The film events take an unexpected turn as an epidemic begins to rob the world's population of their sensory perceptions. It explains the change in the human behavior upon the loss of each sense, and how individuals compensate losing one sense relying on the other senses.

The epidemic started as people are thrown into a state of profound grief, weeping uncontrollably, and when the grief passes, in less than 15 minutes, they discover that they have lost their sense of smell. Everyone starts to wear germ masks but nothing helps. Eventually, doctors declare that nothing seems to stop this illness and that no one is immune. People gradually learn how to compensate losing the sense of smell with excessive use of the sense of taste, they eat larger amounts of different diverse types of food in the same meal.

Not so long before the disease strikes again, people are overcome with ravenous hunger, eating every foodstuff in sight in gluttonous amounts, again for about 15 minutes. When they emerge from this eating delirium, they realize they have lost their sense of taste. Restaurant owners observe that although everyone has lost their taste of smell, they insist on going to restaurants and ordering fancy expensive food, craving into the different textures and temperatures, since they cannot taste it.

Before people even start to cope with losing two of their senses, the disease strikes one more time in a different way. It is a scene of an intriguing premise, which the Director builds to a moment of romantic tension, as Michael and Susan split up after a wave of the malady. They experience an uncontrollable, destructive rage that pitches the world into chaos. When they calm down after the rage fades, they realize that they have lost the sense of hearing.

Humanity now has only two senses left: sight and touch. People start to behave based only on their cultural and religious beliefs. Believers turned to God as they believed that this disease is God’s punishment for humanity for all the sins they have done. Non-believers just lost hope or even interest in fighting the disease.
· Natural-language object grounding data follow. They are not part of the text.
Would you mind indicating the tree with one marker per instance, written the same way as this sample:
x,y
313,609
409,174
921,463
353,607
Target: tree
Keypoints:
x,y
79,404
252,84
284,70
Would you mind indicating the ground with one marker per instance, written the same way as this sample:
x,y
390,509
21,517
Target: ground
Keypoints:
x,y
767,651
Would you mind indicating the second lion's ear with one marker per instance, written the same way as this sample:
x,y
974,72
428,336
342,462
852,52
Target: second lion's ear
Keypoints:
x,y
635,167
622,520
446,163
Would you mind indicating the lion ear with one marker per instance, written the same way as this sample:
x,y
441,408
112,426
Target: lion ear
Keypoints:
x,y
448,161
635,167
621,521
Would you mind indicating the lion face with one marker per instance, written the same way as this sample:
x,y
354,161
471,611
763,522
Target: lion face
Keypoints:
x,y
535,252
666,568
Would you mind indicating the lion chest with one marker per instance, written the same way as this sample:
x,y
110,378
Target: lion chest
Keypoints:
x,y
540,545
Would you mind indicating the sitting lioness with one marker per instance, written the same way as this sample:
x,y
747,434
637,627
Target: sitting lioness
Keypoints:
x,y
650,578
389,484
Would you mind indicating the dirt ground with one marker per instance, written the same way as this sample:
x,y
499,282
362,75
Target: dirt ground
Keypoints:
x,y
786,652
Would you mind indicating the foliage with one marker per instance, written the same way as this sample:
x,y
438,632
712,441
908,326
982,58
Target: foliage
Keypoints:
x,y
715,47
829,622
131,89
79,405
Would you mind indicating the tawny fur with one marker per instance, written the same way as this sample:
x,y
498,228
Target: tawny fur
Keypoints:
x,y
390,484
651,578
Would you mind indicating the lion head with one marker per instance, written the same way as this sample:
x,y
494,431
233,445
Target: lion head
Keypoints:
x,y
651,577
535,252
Others who were not sure of what they think or believe, just waited for what is certainly about to happen.

In the final scene, the Director framed the final strike of the disease. It came with a sudden wave of happiness, contentment and hope. The scene shows the unexplainable emotional rush that stroke Michael and Susan as they insanely run in the streets searching for each other, with a profound appreciation of what it means to be loved and be alive, and that is when the sense of sight disappears and the world goes dark. The disease no longer strikes anymore leaving them with only the sense of touch along with constant fears and endless doubts about how, or if there will be a way to go on.